JSON Schema validation errors: Double-check that your tool input matches the schema. Look at required fields, types, and enum values. If your arguments are valid but the schema is too strict, update the tool schema.
Resource not found: The resource URI needs to match exactly. If the server builds resource URIs dynamically, print the final URI and compare it to what the client is requesting.
Prompt rendering errors: You need to pass all required variables. If your template variables change, update both the server prompt declaration and the client call.
Hanging calls: Add timeouts using that resilience pattern I showed you. If a tool depends on external services, handle network retries and backoff inside the tool implementation itself.

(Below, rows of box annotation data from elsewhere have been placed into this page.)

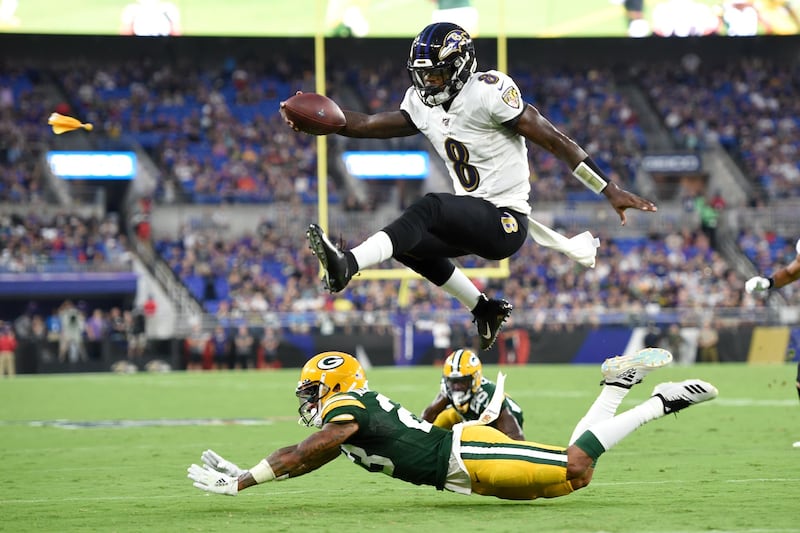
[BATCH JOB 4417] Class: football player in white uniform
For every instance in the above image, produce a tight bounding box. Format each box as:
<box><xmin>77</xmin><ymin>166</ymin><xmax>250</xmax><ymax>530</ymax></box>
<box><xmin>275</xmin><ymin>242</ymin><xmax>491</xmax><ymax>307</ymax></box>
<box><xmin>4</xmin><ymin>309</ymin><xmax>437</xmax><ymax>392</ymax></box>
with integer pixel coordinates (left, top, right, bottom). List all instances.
<box><xmin>287</xmin><ymin>22</ymin><xmax>656</xmax><ymax>349</ymax></box>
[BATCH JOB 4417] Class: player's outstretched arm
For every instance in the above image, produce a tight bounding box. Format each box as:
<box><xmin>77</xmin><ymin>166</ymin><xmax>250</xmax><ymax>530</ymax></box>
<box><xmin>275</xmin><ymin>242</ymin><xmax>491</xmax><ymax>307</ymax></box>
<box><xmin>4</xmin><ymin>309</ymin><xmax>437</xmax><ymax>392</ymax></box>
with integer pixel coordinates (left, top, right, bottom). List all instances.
<box><xmin>513</xmin><ymin>104</ymin><xmax>658</xmax><ymax>225</ymax></box>
<box><xmin>420</xmin><ymin>393</ymin><xmax>450</xmax><ymax>423</ymax></box>
<box><xmin>337</xmin><ymin>110</ymin><xmax>419</xmax><ymax>139</ymax></box>
<box><xmin>188</xmin><ymin>422</ymin><xmax>358</xmax><ymax>496</ymax></box>
<box><xmin>494</xmin><ymin>407</ymin><xmax>525</xmax><ymax>440</ymax></box>
<box><xmin>744</xmin><ymin>249</ymin><xmax>800</xmax><ymax>294</ymax></box>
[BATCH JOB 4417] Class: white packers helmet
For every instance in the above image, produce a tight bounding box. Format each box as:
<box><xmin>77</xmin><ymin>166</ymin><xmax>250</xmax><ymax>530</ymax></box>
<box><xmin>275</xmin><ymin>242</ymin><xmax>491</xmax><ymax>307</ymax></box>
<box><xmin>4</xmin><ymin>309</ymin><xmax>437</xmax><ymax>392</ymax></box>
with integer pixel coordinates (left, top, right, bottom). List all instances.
<box><xmin>295</xmin><ymin>352</ymin><xmax>367</xmax><ymax>427</ymax></box>
<box><xmin>442</xmin><ymin>350</ymin><xmax>483</xmax><ymax>412</ymax></box>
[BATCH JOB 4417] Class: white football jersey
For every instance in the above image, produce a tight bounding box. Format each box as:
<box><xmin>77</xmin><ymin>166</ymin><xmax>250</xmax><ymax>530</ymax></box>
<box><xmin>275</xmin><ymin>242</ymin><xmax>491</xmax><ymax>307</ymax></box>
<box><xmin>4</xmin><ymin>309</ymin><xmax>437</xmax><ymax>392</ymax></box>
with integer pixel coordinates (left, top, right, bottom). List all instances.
<box><xmin>400</xmin><ymin>70</ymin><xmax>531</xmax><ymax>215</ymax></box>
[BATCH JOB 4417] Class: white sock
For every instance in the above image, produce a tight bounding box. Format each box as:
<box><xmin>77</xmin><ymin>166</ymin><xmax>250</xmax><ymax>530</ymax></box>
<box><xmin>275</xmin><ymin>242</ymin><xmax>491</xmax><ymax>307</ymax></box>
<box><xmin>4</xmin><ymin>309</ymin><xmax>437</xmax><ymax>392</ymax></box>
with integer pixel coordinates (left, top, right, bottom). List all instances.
<box><xmin>588</xmin><ymin>396</ymin><xmax>664</xmax><ymax>450</ymax></box>
<box><xmin>442</xmin><ymin>268</ymin><xmax>481</xmax><ymax>311</ymax></box>
<box><xmin>569</xmin><ymin>385</ymin><xmax>630</xmax><ymax>444</ymax></box>
<box><xmin>350</xmin><ymin>231</ymin><xmax>394</xmax><ymax>270</ymax></box>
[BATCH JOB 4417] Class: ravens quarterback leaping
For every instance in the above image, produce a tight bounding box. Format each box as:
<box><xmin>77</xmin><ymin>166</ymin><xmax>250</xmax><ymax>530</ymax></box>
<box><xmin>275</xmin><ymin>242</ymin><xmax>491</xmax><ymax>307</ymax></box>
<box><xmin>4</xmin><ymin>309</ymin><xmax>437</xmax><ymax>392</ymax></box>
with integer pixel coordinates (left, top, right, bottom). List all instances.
<box><xmin>281</xmin><ymin>22</ymin><xmax>656</xmax><ymax>350</ymax></box>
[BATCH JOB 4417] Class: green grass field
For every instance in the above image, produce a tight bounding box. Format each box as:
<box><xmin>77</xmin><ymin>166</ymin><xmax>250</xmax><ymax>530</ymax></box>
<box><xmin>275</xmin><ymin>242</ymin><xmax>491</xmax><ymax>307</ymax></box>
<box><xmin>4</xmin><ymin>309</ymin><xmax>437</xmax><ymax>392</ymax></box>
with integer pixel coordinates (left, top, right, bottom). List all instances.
<box><xmin>0</xmin><ymin>364</ymin><xmax>800</xmax><ymax>533</ymax></box>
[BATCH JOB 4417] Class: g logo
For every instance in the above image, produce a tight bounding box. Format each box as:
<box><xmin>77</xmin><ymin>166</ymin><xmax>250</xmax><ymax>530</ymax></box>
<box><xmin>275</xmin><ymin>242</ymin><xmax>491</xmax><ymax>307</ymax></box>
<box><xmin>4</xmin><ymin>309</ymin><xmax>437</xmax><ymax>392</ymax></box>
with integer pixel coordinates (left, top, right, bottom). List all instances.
<box><xmin>317</xmin><ymin>355</ymin><xmax>344</xmax><ymax>370</ymax></box>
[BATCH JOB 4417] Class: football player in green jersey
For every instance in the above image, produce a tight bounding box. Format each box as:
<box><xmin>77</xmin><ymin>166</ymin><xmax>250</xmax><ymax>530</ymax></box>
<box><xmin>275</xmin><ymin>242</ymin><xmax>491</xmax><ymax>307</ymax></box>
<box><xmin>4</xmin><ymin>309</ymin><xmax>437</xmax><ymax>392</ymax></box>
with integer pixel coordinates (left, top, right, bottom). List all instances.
<box><xmin>422</xmin><ymin>349</ymin><xmax>525</xmax><ymax>440</ymax></box>
<box><xmin>188</xmin><ymin>352</ymin><xmax>717</xmax><ymax>500</ymax></box>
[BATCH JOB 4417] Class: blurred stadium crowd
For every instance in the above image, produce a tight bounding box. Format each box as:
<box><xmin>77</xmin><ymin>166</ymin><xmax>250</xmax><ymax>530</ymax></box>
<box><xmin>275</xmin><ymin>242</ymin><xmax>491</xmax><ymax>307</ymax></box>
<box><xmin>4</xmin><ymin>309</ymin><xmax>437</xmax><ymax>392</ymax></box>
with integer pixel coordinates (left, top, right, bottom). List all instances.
<box><xmin>0</xmin><ymin>35</ymin><xmax>800</xmax><ymax>368</ymax></box>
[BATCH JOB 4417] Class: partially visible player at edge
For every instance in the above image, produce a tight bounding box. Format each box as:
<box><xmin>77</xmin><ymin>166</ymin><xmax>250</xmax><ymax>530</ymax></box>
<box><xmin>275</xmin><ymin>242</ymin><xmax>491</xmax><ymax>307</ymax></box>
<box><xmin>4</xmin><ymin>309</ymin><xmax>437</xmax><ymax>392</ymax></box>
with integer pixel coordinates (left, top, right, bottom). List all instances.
<box><xmin>281</xmin><ymin>22</ymin><xmax>656</xmax><ymax>349</ymax></box>
<box><xmin>420</xmin><ymin>349</ymin><xmax>525</xmax><ymax>440</ymax></box>
<box><xmin>744</xmin><ymin>235</ymin><xmax>800</xmax><ymax>448</ymax></box>
<box><xmin>188</xmin><ymin>350</ymin><xmax>717</xmax><ymax>500</ymax></box>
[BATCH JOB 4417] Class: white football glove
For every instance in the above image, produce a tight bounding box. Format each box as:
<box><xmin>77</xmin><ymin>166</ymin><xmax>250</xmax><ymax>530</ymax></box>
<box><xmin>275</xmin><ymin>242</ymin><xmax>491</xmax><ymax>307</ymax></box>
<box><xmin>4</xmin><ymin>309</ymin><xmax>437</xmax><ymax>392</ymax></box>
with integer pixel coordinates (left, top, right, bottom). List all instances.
<box><xmin>744</xmin><ymin>276</ymin><xmax>769</xmax><ymax>294</ymax></box>
<box><xmin>187</xmin><ymin>464</ymin><xmax>239</xmax><ymax>496</ymax></box>
<box><xmin>201</xmin><ymin>450</ymin><xmax>246</xmax><ymax>477</ymax></box>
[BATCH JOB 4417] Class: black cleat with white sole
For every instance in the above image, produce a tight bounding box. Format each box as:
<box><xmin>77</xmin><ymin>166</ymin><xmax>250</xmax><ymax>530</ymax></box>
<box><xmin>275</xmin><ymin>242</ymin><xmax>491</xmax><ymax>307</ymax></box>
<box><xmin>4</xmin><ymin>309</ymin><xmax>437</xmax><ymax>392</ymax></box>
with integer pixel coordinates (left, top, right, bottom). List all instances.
<box><xmin>472</xmin><ymin>294</ymin><xmax>514</xmax><ymax>350</ymax></box>
<box><xmin>306</xmin><ymin>224</ymin><xmax>353</xmax><ymax>292</ymax></box>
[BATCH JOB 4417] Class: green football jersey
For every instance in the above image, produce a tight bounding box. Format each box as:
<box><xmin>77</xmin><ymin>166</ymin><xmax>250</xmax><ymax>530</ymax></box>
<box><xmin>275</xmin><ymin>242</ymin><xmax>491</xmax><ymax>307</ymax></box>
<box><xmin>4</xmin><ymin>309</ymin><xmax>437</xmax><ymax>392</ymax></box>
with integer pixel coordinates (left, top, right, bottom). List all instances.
<box><xmin>322</xmin><ymin>389</ymin><xmax>453</xmax><ymax>490</ymax></box>
<box><xmin>456</xmin><ymin>378</ymin><xmax>523</xmax><ymax>427</ymax></box>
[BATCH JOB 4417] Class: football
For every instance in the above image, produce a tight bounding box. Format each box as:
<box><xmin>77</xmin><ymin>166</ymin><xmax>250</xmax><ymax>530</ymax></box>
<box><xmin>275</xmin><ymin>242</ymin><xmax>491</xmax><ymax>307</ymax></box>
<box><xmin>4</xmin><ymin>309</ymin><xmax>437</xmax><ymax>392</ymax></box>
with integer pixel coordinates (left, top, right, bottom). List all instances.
<box><xmin>283</xmin><ymin>93</ymin><xmax>347</xmax><ymax>135</ymax></box>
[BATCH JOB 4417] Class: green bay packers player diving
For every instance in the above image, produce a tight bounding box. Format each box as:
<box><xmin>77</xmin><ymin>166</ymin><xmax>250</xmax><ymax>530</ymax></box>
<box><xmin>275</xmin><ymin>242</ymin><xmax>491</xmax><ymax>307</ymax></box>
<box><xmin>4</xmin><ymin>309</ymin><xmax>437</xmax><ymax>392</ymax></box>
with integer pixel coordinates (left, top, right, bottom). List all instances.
<box><xmin>188</xmin><ymin>350</ymin><xmax>717</xmax><ymax>500</ymax></box>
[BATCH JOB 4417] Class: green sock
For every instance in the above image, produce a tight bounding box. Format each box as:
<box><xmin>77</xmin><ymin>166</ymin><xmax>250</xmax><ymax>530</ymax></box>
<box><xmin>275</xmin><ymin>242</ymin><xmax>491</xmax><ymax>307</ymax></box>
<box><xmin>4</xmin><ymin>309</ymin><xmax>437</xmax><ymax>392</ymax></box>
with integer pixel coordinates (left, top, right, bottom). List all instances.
<box><xmin>575</xmin><ymin>430</ymin><xmax>606</xmax><ymax>464</ymax></box>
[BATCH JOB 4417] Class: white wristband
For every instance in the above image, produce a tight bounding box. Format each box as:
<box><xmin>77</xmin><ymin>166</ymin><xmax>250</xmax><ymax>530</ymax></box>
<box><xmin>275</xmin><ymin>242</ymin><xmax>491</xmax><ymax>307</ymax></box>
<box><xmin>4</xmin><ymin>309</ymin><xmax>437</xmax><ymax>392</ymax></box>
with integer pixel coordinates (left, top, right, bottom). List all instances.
<box><xmin>250</xmin><ymin>459</ymin><xmax>275</xmax><ymax>483</ymax></box>
<box><xmin>572</xmin><ymin>161</ymin><xmax>608</xmax><ymax>194</ymax></box>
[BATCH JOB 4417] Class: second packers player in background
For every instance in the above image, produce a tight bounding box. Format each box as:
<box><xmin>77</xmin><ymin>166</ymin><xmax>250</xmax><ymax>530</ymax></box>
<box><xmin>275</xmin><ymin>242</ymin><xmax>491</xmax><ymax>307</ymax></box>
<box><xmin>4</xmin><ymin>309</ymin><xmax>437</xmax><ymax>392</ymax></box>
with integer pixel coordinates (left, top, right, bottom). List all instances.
<box><xmin>422</xmin><ymin>350</ymin><xmax>525</xmax><ymax>440</ymax></box>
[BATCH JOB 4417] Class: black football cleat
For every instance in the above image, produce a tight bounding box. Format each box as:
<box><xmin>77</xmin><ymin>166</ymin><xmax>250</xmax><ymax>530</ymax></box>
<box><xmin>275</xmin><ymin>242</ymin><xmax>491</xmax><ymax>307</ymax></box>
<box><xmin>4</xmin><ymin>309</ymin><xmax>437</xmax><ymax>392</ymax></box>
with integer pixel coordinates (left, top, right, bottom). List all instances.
<box><xmin>653</xmin><ymin>379</ymin><xmax>719</xmax><ymax>415</ymax></box>
<box><xmin>472</xmin><ymin>294</ymin><xmax>514</xmax><ymax>350</ymax></box>
<box><xmin>306</xmin><ymin>224</ymin><xmax>353</xmax><ymax>292</ymax></box>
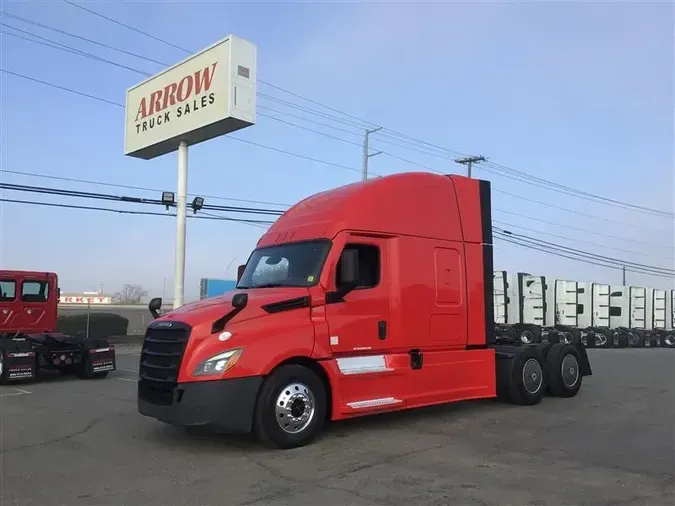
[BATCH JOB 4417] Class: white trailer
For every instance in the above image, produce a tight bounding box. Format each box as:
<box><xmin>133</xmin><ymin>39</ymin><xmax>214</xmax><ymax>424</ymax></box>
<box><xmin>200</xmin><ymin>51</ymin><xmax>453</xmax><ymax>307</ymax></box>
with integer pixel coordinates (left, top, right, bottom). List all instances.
<box><xmin>493</xmin><ymin>271</ymin><xmax>675</xmax><ymax>348</ymax></box>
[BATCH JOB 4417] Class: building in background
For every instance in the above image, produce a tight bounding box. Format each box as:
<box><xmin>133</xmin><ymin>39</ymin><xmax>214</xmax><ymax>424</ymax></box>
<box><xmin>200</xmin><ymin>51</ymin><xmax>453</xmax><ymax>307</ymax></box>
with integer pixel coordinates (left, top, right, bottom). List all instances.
<box><xmin>59</xmin><ymin>292</ymin><xmax>112</xmax><ymax>306</ymax></box>
<box><xmin>199</xmin><ymin>278</ymin><xmax>237</xmax><ymax>300</ymax></box>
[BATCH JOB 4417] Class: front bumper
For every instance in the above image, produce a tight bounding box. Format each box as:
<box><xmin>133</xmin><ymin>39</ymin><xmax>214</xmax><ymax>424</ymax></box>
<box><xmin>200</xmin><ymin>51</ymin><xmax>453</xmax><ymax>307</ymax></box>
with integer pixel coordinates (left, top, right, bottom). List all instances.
<box><xmin>138</xmin><ymin>376</ymin><xmax>262</xmax><ymax>433</ymax></box>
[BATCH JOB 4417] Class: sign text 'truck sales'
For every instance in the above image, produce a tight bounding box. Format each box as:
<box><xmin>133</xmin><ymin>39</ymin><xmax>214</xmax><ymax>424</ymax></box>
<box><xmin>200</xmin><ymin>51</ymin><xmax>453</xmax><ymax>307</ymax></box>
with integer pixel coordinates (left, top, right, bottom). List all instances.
<box><xmin>124</xmin><ymin>36</ymin><xmax>256</xmax><ymax>159</ymax></box>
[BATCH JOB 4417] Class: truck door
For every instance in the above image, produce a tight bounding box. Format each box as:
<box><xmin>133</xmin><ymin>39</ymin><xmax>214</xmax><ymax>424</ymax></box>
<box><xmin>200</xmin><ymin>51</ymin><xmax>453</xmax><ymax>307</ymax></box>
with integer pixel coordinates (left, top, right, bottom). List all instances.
<box><xmin>20</xmin><ymin>276</ymin><xmax>53</xmax><ymax>332</ymax></box>
<box><xmin>326</xmin><ymin>236</ymin><xmax>391</xmax><ymax>355</ymax></box>
<box><xmin>0</xmin><ymin>278</ymin><xmax>17</xmax><ymax>328</ymax></box>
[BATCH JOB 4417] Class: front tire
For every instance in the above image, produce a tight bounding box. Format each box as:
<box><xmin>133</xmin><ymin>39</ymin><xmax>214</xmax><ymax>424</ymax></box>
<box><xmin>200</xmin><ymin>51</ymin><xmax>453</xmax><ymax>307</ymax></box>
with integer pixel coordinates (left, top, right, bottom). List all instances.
<box><xmin>253</xmin><ymin>364</ymin><xmax>327</xmax><ymax>449</ymax></box>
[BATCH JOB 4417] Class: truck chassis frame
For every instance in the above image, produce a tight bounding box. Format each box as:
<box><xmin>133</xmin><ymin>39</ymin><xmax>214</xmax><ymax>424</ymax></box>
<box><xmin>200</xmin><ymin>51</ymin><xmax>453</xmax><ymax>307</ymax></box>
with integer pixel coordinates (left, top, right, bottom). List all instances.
<box><xmin>0</xmin><ymin>332</ymin><xmax>117</xmax><ymax>385</ymax></box>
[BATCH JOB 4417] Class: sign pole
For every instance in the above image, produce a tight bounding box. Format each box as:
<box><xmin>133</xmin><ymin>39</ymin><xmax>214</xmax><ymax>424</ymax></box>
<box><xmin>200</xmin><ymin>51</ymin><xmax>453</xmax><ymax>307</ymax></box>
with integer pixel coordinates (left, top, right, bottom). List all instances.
<box><xmin>173</xmin><ymin>141</ymin><xmax>188</xmax><ymax>309</ymax></box>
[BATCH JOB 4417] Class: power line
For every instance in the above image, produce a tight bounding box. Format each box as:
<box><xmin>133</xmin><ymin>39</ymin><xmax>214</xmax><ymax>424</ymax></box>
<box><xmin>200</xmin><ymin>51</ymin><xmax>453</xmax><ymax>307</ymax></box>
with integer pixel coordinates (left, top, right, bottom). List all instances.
<box><xmin>493</xmin><ymin>208</ymin><xmax>675</xmax><ymax>250</ymax></box>
<box><xmin>495</xmin><ymin>234</ymin><xmax>673</xmax><ymax>278</ymax></box>
<box><xmin>63</xmin><ymin>0</ymin><xmax>190</xmax><ymax>53</ymax></box>
<box><xmin>4</xmin><ymin>8</ymin><xmax>675</xmax><ymax>218</ymax></box>
<box><xmin>489</xmin><ymin>162</ymin><xmax>675</xmax><ymax>218</ymax></box>
<box><xmin>492</xmin><ymin>219</ymin><xmax>673</xmax><ymax>262</ymax></box>
<box><xmin>0</xmin><ymin>68</ymin><xmax>361</xmax><ymax>177</ymax></box>
<box><xmin>493</xmin><ymin>229</ymin><xmax>675</xmax><ymax>276</ymax></box>
<box><xmin>0</xmin><ymin>169</ymin><xmax>290</xmax><ymax>207</ymax></box>
<box><xmin>0</xmin><ymin>197</ymin><xmax>274</xmax><ymax>224</ymax></box>
<box><xmin>0</xmin><ymin>10</ymin><xmax>170</xmax><ymax>67</ymax></box>
<box><xmin>0</xmin><ymin>183</ymin><xmax>675</xmax><ymax>277</ymax></box>
<box><xmin>0</xmin><ymin>22</ymin><xmax>660</xmax><ymax>232</ymax></box>
<box><xmin>0</xmin><ymin>182</ymin><xmax>283</xmax><ymax>216</ymax></box>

Version conflicts: Pin your dependencies and reinstall in a fresh virtual environment. Make sure the client and server are using compatible MCP SDK versions.
Conclusion
So there you have it. You've built a minimal MCP server that exposes tools, resources, and prompts over stdio, and you've verified it works with a test client. This pattern lets you define capabilities once and reuse them across any MCP-compatible application. You now have a repeatable way to standardize tool access without constantly rewriting code for each app.
Next Steps
Here's what I'd tackle next:
Integrate with OpenAI function calling. Convert MCP tools to OpenAI tool schemas and route calls from GPT-4 to your server. There's a separate guide for this. For deeper customization, check out the step-by-step guide to fine-tuning large language models.
Add dynamic resources: Instead of just static markdown, serve real-time data like database queries or API responses.
Explore other transports: Try SSE or WebSocket for remote or browser-based clients.
Package and deploy: Containerize your server and expose it through a network transport for multi-user access.